Market regulator Sebi
on Wednesday notified wide-ranging reforms for mutual fund sector
in India, which would provide incentives to fund houses for expanding to small cities but might result in additional costs for investors.
The changes, which would come into effect from next month, would require fund houses to make half-yearly financial results within one month of the end of every six-month period, Sebi said in a notification.
The decisions were approved by Sebi's board in its last meeting on August 16 with an aim to re-energise the mutual fund industry, by expanding its distribution network among other steps.

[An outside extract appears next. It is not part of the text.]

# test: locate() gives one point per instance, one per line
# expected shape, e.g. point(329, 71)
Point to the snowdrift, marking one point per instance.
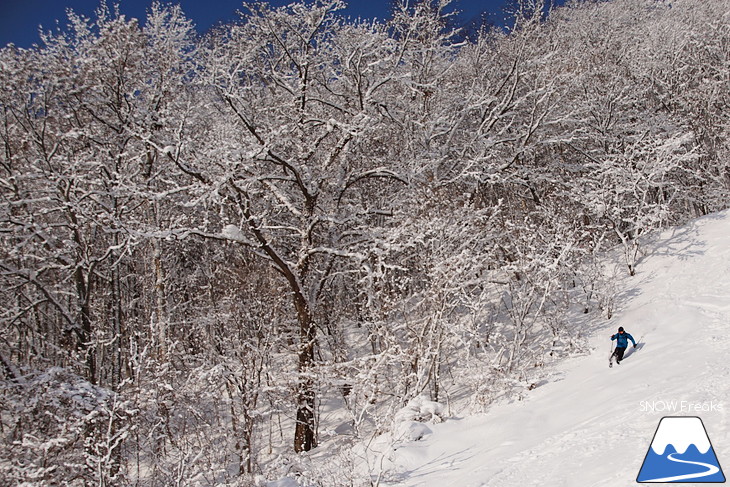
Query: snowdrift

Notifying the proposals approved by its board, Sebi said on Wednesday that the fund houses might charge investment and advisory fees on their schemes, which would have to be fully disclosed in the offer document.

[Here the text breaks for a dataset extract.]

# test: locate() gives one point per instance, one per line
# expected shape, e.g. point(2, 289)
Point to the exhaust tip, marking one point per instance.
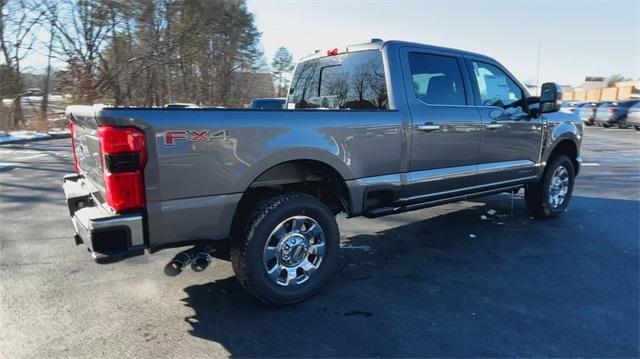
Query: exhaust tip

In case of a fund of funds scheme, the total expenses of levied on the scheme would be capped at 2.50 per cent of the daily net assets of the scheme.
In addition to the total expenses already levied on schemes, Sebi would allow the fund houses to levy brokerage and transaction costs, which is incurred for the purpose of execution of trade and is included in the cost of investment, with a ceiling of 0.12 per cent in case of cash market and 0.05 per cent in case of derivatives transactions.
Besides, mutual funds can charge additional expenses of up to 0.30 per cent of daily net assets, if the new inflows from places other than top-15 cities are 30 per cent of the gross new inflows in the scheme, or are 15 per cent of the average assets under management (year to date) of the scheme, whichever is higher.